Prime Minister Stephen Harper has agreed to a request from NDP Leader Jack Layton regarding the minority government’s widely criticized environment plan.
The PM will put the Conservatives’ Clean Air Act before a Commons committee where opposition parties will come up with their own ideas on how to improve it.
Layton made the demand Tuesday during a meeting with Harper, suggesting the bill was “dead in the water” because opposition parties wouldn’t support it.
The New Democrat chief even threatened to put a motion of non-confidence in the government before the Commons Thursday if Harper didn’t acquiesce.

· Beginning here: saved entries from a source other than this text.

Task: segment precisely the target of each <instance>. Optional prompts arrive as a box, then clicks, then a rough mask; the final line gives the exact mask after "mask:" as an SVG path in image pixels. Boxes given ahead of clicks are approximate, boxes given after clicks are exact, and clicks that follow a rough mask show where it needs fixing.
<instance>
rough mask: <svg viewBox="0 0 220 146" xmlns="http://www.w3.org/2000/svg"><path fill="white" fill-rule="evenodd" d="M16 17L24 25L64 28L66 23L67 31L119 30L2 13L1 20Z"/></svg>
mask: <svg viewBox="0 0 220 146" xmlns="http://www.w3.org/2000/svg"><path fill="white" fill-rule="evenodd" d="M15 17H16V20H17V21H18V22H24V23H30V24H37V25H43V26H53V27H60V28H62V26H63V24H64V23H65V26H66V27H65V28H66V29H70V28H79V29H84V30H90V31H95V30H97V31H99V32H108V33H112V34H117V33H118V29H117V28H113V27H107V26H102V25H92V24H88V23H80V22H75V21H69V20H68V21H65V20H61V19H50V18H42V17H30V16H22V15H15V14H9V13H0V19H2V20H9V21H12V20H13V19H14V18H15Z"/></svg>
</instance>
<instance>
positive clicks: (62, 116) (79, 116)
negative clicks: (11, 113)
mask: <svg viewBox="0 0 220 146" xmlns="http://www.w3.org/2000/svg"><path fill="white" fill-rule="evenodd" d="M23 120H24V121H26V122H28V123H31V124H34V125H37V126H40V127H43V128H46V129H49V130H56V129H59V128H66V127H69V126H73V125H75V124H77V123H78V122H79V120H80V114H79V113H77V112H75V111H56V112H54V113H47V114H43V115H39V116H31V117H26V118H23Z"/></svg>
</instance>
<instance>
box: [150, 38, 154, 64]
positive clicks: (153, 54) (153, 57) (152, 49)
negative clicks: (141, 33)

It appears, for now, that that won’t happen since the bill is going to be reviewed by an all-party committee before its second reading. The committee will likely try to overhaul the plan, since Layton and others feel it doesn’t do enough to slow global warming.
The Environment Ministry’s plan calls for the long-term reduction of greenhouse gas emissions by 2050, but doesn’t contain any short-term targets.
Layton tabled a private member’s bill Tuesday that would set five-year targets for the reduction of greenhouse gas emissions with a commitment to cut them by 80 percent (compared to 1990 levels) by the year 2050.
It’s unclear what committee will review the bill.
And though the move appears to be in line with what the NDP had asked for, it may only serve to stall a confrontation between parties in the Commons since there’s no guarantee the minority Conservatives will agree to an overhaul.